雛形あきこオフィシャルブログより(http://ameblo.jp/hinagata-akiko/)

 同コーナーは、毎回2組の芸能人が助っ人モデルにコーディネートしてもらいながらショッピングモールで買い物し、ファッションプロデューサーの植松晃士がその勝敗を決めるというもので、買い物にはテーマと制限時間、そして上限金額が設定されています。

 助っ人モデルに大きなプレッシャーがかかる同企画。この時、助っ人モデルとして雛形あきこについたのが、同コーナー2回目の登場ながら、榊原郁恵に「ウチの嫁にしたいくらい」と絶賛されるなど、そのセンスと的確なセレクトに定評があるLIZAでした。

「工場にいるおばちゃん」「畑にいそう」……



 コーディネートのテーマは「女友達と銀座でショッピング」でしたが、それと相反するように、雛形はLIZAの選んだアイテムに対し、終始「大丈夫?」「不安」とネガティブな言葉を連呼。

 ウエストにボタンのついたセーラーパンツ風のガウチョパンツを選べば、「工場とかにいるおばちゃんにならない? すごく不安」。グレーのつばが広いハットを選べば、「畑にいそう」。
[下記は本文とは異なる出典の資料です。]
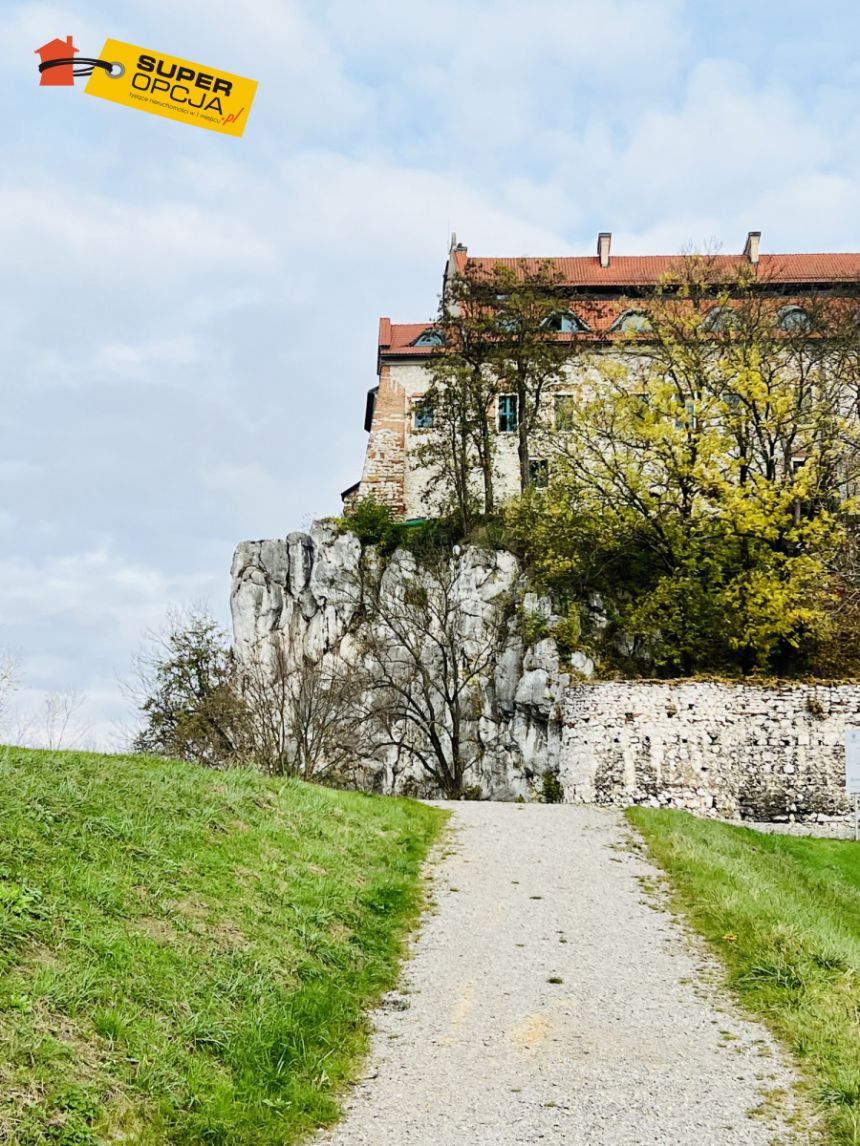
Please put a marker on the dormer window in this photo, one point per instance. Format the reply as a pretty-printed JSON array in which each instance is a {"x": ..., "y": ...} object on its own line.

トングがゴールドのフラットサンダル(写真参照)を選べば、「大丈夫かな? ビーサンだけど」と、LIZAが選ぶものすべてに対し不安の言葉を投げかけ続け、ついにはLIZAを泣かせてしまいます。

「AZUL by moussy」のメタルトングフラットサンダル

「AZUL by moussy」のメタルトングフラットサンダル(AZUL by moussyのHPより)

勝利した途端に褒める雛形に非難殺到



 その時ばかりはさすがに元気づける言葉を投げかけた雛形でしたが、最後、コーディネートを披露した際に司会者に感想を求められると、「全体的に自信がなくなった時間がすごくあった。辞退もあり得るんじゃないかってくらい」と、さっきまで励ましていたLIZAを責めているともとれる発言をしたのです。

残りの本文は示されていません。